At another WASH meeting two weeks later, Dr. Homero Silva of the Pan-American Health Organisation (PAHO) re-sounded the alarm.

"There is a danger that the bacteria can go down to the aquifer or out to the sea," Silva told colleagues at the Dec. 15 WASH Cluster meeting. "Vibrio cholera can live for many years."


Silva used to work in Peru, where a cholera outbreak there spread across Latin America and sickened hundreds of thousands.

Kelly Naylor, who works for UNICEF and had visited the pit that week, confirmed that entire region, including what she called nearby "wetlands," need to be tested to detect whether vibrio cholera is surviving.

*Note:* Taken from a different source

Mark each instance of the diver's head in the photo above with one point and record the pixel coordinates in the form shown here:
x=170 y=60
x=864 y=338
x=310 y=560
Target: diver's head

"There are definitely serious concerns about what is happening there," she told the meeting.

"When all the excreta trucks stop dumping their materials in Trutier, we need to define a plan to decontaminate the site, if there is a need to do that," said Rochat, who added that the pit will be tested soon.

The community just downwind – Duvivier – is fed up of waiting for test results or for the new Titayen treatment center to come on line.

"We are mobilising against it. We can't take the bad odor, and now with cholera, it's dangerous," Salvatory St. Victor of the Committee for the Relaunching of Duviver (KRD) told IPS on Dec. 15.

Three days later, St. Victor and hundreds of other Duvivier residents demonstrated at the entrance to the stinking pool. According to local news agencies, one protestor was shot and killed by police.